可以将文章内容翻译成中文,广告屏蔽插件可能会导致该功能失效(如失效,请关闭广告屏蔽插件后再试):
问题:
I have a data frame with MRN, dates, and a test value.
I need to select all the first rows per MRN that have three consecutive values above 0.5.
This is an example version of the data:
MRN Collected_Date ANC
1 001 2015-01-02 0.345
2 001 2015-01-03 0.532
3 001 2015-01-04 0.843
4 001 2015-01-05 0.932
5 002 2015-03-03 0.012
6 002 2015-03-05 0.022
7 002 2015-03-06 0.543
8 002 2015-03-07 0.563
9 003 2015-08-02 0.343
10 003 2015-08-03 0.500
11 003 2015-08-04 0.734
12 003 2015-08-05 0.455
13 004 2014-01-02 0.001
14 004 2014-01-03 0.500
15 004 2014-01-04 0.562
16 004 2014-01-05 0.503
Example code:
df <- data.frame(MRN = c('001','001','001','001',
'002','002','002','002',
'003','003','003','003',
'004','004','004','004'),
Collected_Date = as.Date(c('01-02-2015','01-03-2015','01-04-2015','01-05-2015',
'03-03-2015','03-05-2015','03-06-2015','03-07-2015',
'08-02-2015','08-03-2015','08-04-2015','08-05-2015',
'01-02-2014','01-03-2014','01-04-2014','01-05-2014'),
format = '%m-%d-%Y'),
ANC = as.numeric(c('0.345','0.532','0.843','0.932',
'0.012','0.022','0.543','0.563',
'0.343','0.500','0.734','0.455',
'0.001','0.500','0.562','0.503')))
Currently, I am using a very awkward approach using the lag function to calculate the date difference, then filter for all values >= 0.5, and then sum up the values, which helps to select the date of the THIRD value. I then substract two days to get the date of the first value:
df %>% group_by(MRN) %>%
mutate(., days_diff = abs(Collected_Date[1] - Collected_Date)) %>%
filter(ANC >= 0.5) %>%
mutate(days = days_diff + lag((days_diff))) %>%
filter(days == 5) %>%
mutate(Collected_Date = Collected_Date - 2) %>%
select(MRN, Collected_Date)
Output:
Source: local data frame [2 x 2]
Groups: MRN
MRN Collected_Date
1 001 2015-01-03
2 004 2014-01-03
There must be a way simpler / more elegant way. Also, it does not give accurate results if there are gaps between the test dates.

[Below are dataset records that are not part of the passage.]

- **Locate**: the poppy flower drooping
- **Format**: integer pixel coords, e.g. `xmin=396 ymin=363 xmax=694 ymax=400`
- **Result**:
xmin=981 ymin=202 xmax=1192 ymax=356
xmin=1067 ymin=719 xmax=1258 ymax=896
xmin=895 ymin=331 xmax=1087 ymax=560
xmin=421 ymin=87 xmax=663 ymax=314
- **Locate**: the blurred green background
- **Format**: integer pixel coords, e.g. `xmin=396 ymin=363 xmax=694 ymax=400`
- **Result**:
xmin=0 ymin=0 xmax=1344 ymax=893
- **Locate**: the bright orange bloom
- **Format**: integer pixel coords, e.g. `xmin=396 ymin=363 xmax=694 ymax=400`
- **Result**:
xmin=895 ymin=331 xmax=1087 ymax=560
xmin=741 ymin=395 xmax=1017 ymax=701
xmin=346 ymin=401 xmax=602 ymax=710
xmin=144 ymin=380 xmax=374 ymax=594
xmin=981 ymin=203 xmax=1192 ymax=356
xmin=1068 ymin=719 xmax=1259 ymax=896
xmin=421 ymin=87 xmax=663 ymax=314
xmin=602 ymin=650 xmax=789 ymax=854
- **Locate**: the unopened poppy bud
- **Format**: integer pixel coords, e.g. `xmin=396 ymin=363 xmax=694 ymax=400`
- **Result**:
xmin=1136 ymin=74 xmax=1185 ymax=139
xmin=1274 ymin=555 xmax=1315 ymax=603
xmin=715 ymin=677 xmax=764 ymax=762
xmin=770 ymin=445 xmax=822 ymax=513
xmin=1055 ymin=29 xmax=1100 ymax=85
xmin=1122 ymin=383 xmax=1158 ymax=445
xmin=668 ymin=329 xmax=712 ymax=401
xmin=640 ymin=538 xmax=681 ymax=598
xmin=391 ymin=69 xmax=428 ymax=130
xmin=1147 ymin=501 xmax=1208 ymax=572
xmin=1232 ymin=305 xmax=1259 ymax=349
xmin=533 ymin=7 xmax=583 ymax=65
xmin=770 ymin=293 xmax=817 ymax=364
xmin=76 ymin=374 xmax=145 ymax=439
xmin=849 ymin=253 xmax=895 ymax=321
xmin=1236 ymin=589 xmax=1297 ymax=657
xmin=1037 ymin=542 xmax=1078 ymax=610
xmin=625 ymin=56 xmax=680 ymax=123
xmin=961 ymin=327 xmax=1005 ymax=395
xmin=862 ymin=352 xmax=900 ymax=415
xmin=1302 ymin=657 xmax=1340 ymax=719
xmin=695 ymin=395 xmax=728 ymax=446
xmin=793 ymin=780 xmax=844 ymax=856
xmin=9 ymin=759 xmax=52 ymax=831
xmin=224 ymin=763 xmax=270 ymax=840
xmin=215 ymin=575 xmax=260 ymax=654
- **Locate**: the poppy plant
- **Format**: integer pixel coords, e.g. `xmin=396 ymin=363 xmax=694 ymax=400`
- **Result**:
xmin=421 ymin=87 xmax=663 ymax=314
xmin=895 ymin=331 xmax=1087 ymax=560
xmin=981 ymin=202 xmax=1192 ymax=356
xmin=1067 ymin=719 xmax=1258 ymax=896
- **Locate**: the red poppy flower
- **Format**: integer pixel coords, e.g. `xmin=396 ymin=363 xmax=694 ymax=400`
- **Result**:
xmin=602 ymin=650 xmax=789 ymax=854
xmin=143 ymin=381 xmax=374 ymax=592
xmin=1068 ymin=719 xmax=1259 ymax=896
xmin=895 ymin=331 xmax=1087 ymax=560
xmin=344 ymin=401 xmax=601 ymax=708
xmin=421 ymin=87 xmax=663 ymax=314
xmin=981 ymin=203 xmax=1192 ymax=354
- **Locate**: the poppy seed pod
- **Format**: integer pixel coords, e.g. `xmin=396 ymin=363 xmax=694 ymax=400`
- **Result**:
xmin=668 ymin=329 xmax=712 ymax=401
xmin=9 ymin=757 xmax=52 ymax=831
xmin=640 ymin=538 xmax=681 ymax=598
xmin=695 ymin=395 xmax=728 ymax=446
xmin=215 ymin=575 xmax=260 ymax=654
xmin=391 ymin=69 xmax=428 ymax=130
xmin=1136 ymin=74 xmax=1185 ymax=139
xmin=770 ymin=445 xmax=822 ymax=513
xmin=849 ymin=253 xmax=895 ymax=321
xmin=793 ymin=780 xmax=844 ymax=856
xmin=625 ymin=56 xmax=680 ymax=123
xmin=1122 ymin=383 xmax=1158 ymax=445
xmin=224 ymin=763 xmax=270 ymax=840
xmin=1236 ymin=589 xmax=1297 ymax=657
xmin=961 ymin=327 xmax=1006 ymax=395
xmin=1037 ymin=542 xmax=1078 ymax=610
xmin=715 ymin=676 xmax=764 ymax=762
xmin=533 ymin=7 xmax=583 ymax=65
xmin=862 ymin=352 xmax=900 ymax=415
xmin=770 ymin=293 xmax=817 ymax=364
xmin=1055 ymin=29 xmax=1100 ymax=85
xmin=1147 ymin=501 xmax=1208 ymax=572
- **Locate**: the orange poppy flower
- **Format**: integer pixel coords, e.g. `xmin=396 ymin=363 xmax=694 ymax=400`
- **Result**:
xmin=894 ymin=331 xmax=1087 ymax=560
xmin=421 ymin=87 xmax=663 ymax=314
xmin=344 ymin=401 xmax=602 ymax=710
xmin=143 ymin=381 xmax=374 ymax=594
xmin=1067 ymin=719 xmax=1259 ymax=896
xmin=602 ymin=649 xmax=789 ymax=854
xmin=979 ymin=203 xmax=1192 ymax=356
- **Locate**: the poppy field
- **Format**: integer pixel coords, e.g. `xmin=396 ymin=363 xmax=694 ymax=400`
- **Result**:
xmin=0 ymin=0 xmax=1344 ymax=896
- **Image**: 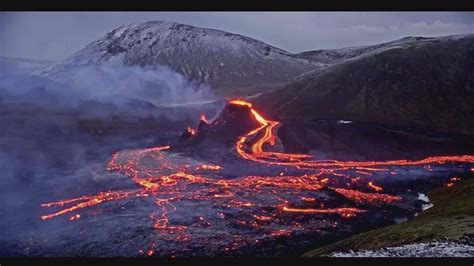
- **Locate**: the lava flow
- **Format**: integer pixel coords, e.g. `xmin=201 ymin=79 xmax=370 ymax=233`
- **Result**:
xmin=41 ymin=100 xmax=474 ymax=255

My desired output for this example is:
MRN Collected_Date ANC
1 001 2015-01-03 0.532
2 004 2014-01-03 0.500
So if at least three consecutive test values are >= 0.5, the date of the FIRST value should be returned.
If there are not at least three consecutive values >= 0.5, NA should be returned.
Any help is greatly appreciated!
Thank you very much!
回答1:
The easiest way is to use the zoo
library in conjunction with dplyr
. Within the zoo
package there is a function called rollapply
, we can use this to calculate a function value for a window of time.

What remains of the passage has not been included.